Legal assistance and legal education programs

There should be a large-scale organization of legal services camps and Lok Adalats to raise public consciousness about people’s human rights and free legal aid services for the vulnerable. The foundation of privilege facilities in various backward regions should be encouraged to educate people about their rights and laws and to enable them to use free legal services to resolve disputes by Alternative Dispute Resolution, Lok Adalats, and other means.

The task to Boost Legal Literacy

Other developing countries have two-year or five-year missions to educate citizens about their rights and laws. India should also implement a five-year plan to inform citizens about their legal rights and responsibilities.

An approach based on feedback

The evaluation of the function of the counsels can be done using a feedback method, which entails asking people for feedback on the counsel’s work and then compiling proper status reports for each advocate. All of this could be achieved by establishing a proper oversight committee.
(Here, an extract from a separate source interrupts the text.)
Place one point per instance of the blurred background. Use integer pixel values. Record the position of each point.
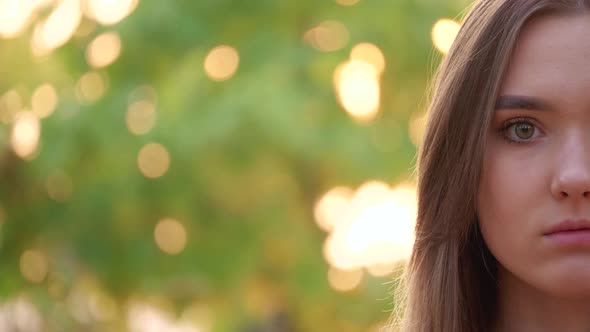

Attorneys should be paid more

Lawyers today find it hard to manage out their services for free in a competitive market like litigation because they are not interested in offering free legal services and want to be paid for their services. As a result, the salary given to lawyers by the courts of the state for representing or assisting the accused of free should be increased.


Hence, some of the shortcomings in the system lead us to conclude that our system needs urgent change. The foundations of the criminal justice system must be improved, including the police, the courts, and the system of justice. Investigations must change, regulations must be strictly followed, and the judiciary must take a more prominent role. For appealed cases, there should be regular inspections, and the jail authority should vigorously pursue commutations of sentences for people who have been confined for a long time. To Sum up, each division of the criminal justice system should work together to achieve that no innocent citizens feel the brunt of our system’s shortcomings.